Long narrative poems continued to be written through the 19th century. Thomas Hardy was maybe the last of that line, with his King Arthur verse novels (though there have always been a few verse epics & novels here & there - Archibald MacLeish wrote one, I think; Stephen Vincent Benet...). Frost wrote little verse short stories, and others imitated him.

In an essay over yonder I wrote about the theories of some of the Chicago Critics - in which they offer a sense of "form and content" almost diametrically opposed to the received 20th-cent. notions. With them, the verbal surface (the diction, style, figuration, verbal texture etc.) is, paradoxically, the content (the material out of which the poem is made). A poem's form is the complex intellectual-emotive gesture or shape which emerges from the combination of theme (argument) and plot. In this sense, an achieved poem's form is unique and inimitable.

What I'm thinking (tentatively) of doing with this Siena obsession is constructing a sort of altarpiece. Sienese pre-Renaissance art is well-known for multiple narrative perspectives. They will have a set of small pictures showing vignettes from a saint's life - or even cartoon-like action sequences, showing different stages in a single dramatic event. These little pictures will surround the large group image (Madonna & Child often involved); then there will be another whole set of images on the reverse side of the altar.

So the idea is to present a mosaic of lots of different small insights or perspectives, leading toward a larger, enfolding set of themes or design. What that design is I am not at liberty to expatiate on at this time.
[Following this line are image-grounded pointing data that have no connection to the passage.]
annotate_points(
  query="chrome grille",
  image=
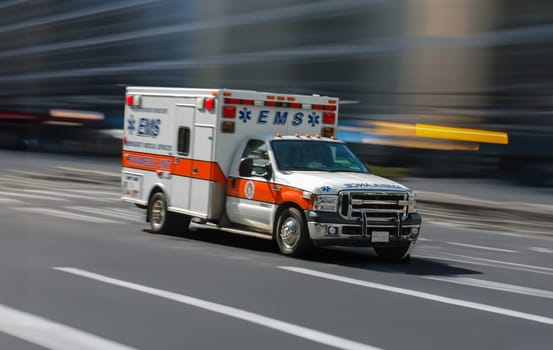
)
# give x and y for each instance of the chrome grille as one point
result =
(377, 206)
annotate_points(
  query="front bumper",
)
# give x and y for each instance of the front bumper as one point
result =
(330, 229)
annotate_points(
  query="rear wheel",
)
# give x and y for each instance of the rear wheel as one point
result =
(291, 233)
(163, 221)
(398, 254)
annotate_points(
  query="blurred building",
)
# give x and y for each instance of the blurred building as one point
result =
(480, 64)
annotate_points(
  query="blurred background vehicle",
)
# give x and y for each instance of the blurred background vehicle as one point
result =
(458, 88)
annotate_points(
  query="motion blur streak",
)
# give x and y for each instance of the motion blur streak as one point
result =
(461, 134)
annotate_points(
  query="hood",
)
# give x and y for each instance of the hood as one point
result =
(320, 182)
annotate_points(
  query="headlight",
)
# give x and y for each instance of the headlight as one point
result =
(412, 208)
(325, 202)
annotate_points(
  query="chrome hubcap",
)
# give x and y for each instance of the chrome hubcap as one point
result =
(289, 232)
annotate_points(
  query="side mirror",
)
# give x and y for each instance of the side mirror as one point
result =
(268, 172)
(245, 168)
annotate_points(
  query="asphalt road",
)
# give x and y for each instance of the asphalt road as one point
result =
(79, 271)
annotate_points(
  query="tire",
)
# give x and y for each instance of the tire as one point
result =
(291, 233)
(163, 221)
(398, 254)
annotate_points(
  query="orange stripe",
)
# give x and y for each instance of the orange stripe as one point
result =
(197, 169)
(263, 192)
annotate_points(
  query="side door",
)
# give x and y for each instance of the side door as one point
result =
(201, 186)
(182, 162)
(250, 200)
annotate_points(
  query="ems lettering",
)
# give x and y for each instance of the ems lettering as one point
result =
(280, 118)
(148, 127)
(262, 119)
(298, 119)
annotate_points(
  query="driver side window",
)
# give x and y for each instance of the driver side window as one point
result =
(257, 150)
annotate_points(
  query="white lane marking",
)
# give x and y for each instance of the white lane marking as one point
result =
(28, 195)
(504, 262)
(504, 287)
(63, 194)
(67, 215)
(423, 295)
(541, 250)
(9, 200)
(49, 334)
(482, 247)
(107, 212)
(467, 261)
(135, 212)
(93, 191)
(285, 327)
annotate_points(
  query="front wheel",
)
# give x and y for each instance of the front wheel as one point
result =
(291, 233)
(163, 221)
(399, 254)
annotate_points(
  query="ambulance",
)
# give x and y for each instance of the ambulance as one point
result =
(260, 164)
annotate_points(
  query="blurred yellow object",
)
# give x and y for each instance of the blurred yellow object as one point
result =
(74, 114)
(461, 134)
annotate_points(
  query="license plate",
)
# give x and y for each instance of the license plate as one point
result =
(380, 236)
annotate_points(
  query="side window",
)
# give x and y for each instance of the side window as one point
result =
(183, 143)
(257, 150)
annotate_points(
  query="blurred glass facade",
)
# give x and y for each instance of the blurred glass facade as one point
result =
(465, 63)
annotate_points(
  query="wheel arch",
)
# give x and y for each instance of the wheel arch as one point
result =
(155, 189)
(280, 209)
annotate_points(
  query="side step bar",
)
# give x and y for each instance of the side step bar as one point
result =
(212, 226)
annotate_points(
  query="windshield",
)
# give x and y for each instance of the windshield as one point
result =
(315, 155)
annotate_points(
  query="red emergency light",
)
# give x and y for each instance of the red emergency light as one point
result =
(229, 112)
(329, 118)
(209, 103)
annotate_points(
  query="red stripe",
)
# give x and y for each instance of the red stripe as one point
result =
(197, 169)
(264, 192)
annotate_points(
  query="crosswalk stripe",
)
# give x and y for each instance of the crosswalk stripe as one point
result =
(108, 212)
(49, 334)
(67, 215)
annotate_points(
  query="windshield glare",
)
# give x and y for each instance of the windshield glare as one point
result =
(294, 155)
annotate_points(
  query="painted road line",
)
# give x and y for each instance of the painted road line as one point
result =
(64, 194)
(468, 261)
(504, 287)
(67, 215)
(423, 295)
(9, 200)
(264, 321)
(541, 250)
(135, 212)
(49, 334)
(531, 267)
(107, 212)
(30, 195)
(482, 247)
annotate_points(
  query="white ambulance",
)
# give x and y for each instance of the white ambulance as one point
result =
(259, 164)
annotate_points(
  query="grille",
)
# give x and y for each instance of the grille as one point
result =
(376, 206)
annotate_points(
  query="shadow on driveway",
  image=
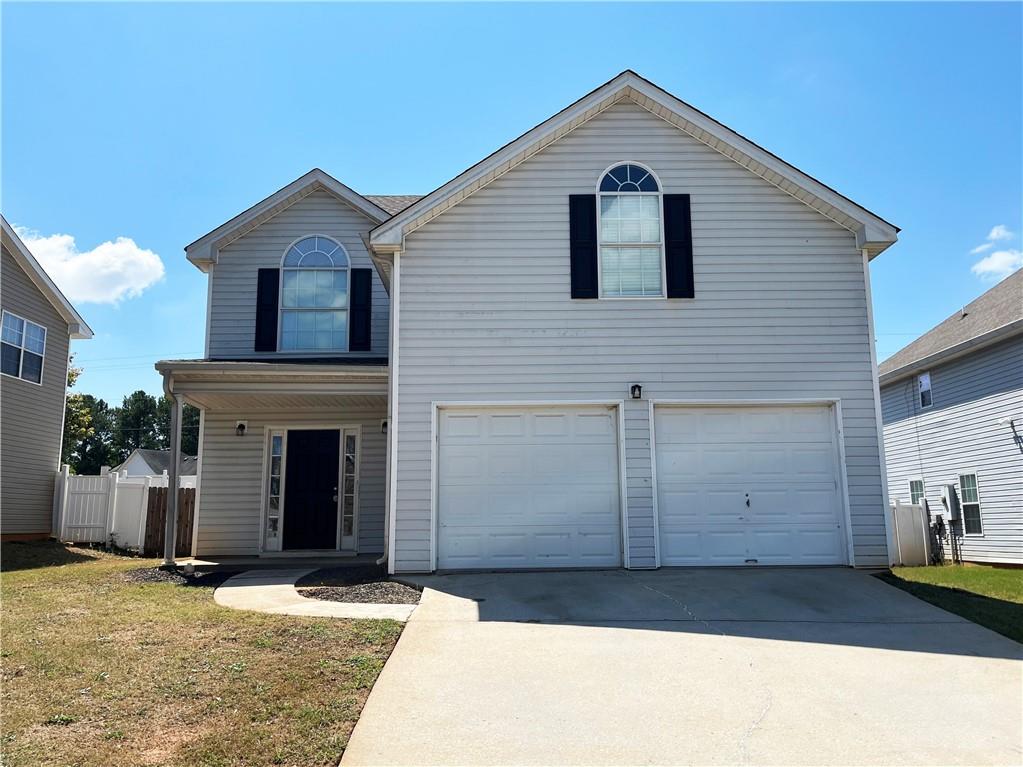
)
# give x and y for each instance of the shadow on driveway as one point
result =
(830, 605)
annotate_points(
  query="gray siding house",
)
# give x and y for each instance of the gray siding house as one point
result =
(952, 408)
(629, 337)
(38, 325)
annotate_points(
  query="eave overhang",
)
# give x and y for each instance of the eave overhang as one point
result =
(873, 233)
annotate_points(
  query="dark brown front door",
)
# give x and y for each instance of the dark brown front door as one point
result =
(311, 489)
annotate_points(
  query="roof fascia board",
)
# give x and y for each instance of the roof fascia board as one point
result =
(204, 252)
(873, 232)
(947, 355)
(77, 326)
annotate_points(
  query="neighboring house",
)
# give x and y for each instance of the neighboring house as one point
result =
(952, 407)
(629, 337)
(38, 325)
(143, 462)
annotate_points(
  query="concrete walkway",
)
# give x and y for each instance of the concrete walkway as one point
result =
(712, 666)
(273, 591)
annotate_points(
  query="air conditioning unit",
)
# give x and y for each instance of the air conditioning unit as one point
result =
(949, 502)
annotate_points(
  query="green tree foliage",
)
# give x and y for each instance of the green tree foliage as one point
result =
(98, 435)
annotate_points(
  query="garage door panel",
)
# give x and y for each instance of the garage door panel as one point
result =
(528, 488)
(782, 458)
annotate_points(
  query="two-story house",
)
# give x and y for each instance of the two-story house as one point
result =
(38, 326)
(952, 409)
(629, 337)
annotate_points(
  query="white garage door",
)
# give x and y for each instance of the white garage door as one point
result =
(528, 488)
(748, 485)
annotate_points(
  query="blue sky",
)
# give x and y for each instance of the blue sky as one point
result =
(157, 123)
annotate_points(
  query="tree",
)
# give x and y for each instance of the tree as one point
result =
(189, 426)
(95, 450)
(136, 425)
(78, 416)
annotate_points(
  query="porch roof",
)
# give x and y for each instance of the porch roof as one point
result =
(226, 385)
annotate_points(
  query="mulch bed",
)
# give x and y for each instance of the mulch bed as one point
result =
(357, 584)
(157, 575)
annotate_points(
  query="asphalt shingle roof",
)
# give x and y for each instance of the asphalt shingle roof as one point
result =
(999, 306)
(393, 202)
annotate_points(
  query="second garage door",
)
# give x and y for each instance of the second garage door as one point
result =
(748, 486)
(528, 488)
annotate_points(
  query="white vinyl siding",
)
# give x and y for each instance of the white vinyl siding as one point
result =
(486, 315)
(232, 297)
(32, 414)
(231, 485)
(961, 434)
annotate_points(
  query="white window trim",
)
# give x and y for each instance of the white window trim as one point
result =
(348, 300)
(42, 365)
(268, 432)
(980, 506)
(599, 243)
(920, 392)
(922, 483)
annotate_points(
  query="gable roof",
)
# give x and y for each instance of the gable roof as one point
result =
(77, 327)
(160, 461)
(995, 315)
(873, 232)
(203, 253)
(393, 202)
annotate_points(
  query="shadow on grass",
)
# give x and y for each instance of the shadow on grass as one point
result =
(999, 616)
(32, 554)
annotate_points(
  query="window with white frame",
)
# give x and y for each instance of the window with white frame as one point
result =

The difficulty here is that this kind of long poem seems to lack narrative drive. Or it takes a heck of a long time to get the momentum going in that direction. This is an example of a problem with current poetry generally. It's like an art form which has had its top layer taken off (& shunted over to fiction). What poetry is left with is primarily anecdotes. Diaristic, essayistic responses to actual events in the real world. The similarity between much contemporary poetry and private journal-keeping - or journalism per se - is perhaps something poets tend to avoid thinking about. What myth-making and fiction used to do, was establish an imaginary surround - within which the elaborate thematic and allusive powers of the poet could flourish & play. I don't want to suggest that contemporary poets lack the wit and imagination to re-work the real world in very playful and effective ways... in fact, the opposite may be the case. Necessity is the mammy of invention : in the desert of the (un-fictional) real, poets have to play even harder.

What "Siena" might do for me (I fervently hope) is offer sort of a parallel, indirect version of that "imaginary surround" which a straightforward narrative plot provides for fiction.